Obama to review US progress on global development


WASHINGTON (AP) — President Barack Obama is taking stock of his work to boost the standard of living in developing countries with a keynote address to a summit on global development.

The summit, coming near the end of Obama’s term and as he looks to cement his legacy on a range of issues, is being held Wednesday in Washington to review progress on the issue of global development during his presidency and recommit to tackling problems that continue to make life difficult for the approximately 1 billion people living in poverty worldwide.

Susan Rice, Obama’s national security adviser, says numerous Obama initiatives are making a difference around the globe.
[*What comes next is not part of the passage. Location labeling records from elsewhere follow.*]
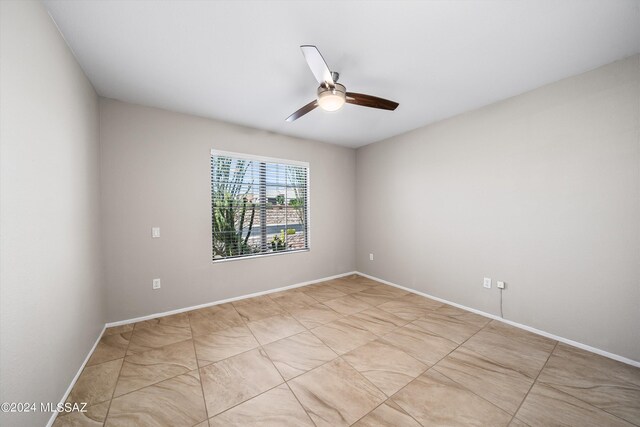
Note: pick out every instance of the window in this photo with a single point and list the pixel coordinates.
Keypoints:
(259, 205)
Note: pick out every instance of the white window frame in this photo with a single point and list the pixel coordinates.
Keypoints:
(252, 157)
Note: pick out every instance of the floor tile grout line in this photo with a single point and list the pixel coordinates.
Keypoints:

In an opinion piece for The Huffington Post website, Rice cited several examples. She said more than $43 billion had been raised to help build the infrastructure needed for a program launched in 2013 and designed to bring reliable electricity to 60 million homes and businesses in countries across Africa by 2030.

More than $20 billion leveraged for a nutrition initiative is sharing new seeds, techniques and technologies to 9 million farmers in countries from Bangladesh to Guatemala.

On global health, Rice said the world is “within striking distance” of an AIDS-free generation, partly through the administration’s continuation of President George W. Bush’s initiative to combat AIDS and HIV in Africa. Efforts to strengthen world health systems and promote maternal health have saved the lives of 200,000 mothers and 4.6 million children.

She also highlighted U.S. efforts to help young entrepreneurs and others around the world network and share ideas.

Scores of development workers, representatives from the public and private sectors, diplomats, entrepreneurs and others are attending the daylong gathering at the Ronald Reagan Building in Washington, near the White House. Speeches and panel discussions are on topics ranging from global health to food security to government transparency and accountability.

Rice said there will be “no shortage of challenges” facing the next administration, “but there are few greater opportunities to address those challenges, enhance the United States’ own security and lift the lives of billions, than by advancing inclusive global development.”

“Together, we must recommit ourselves to the vital task of expanding dignity and opportunity across the globe,” she wrote.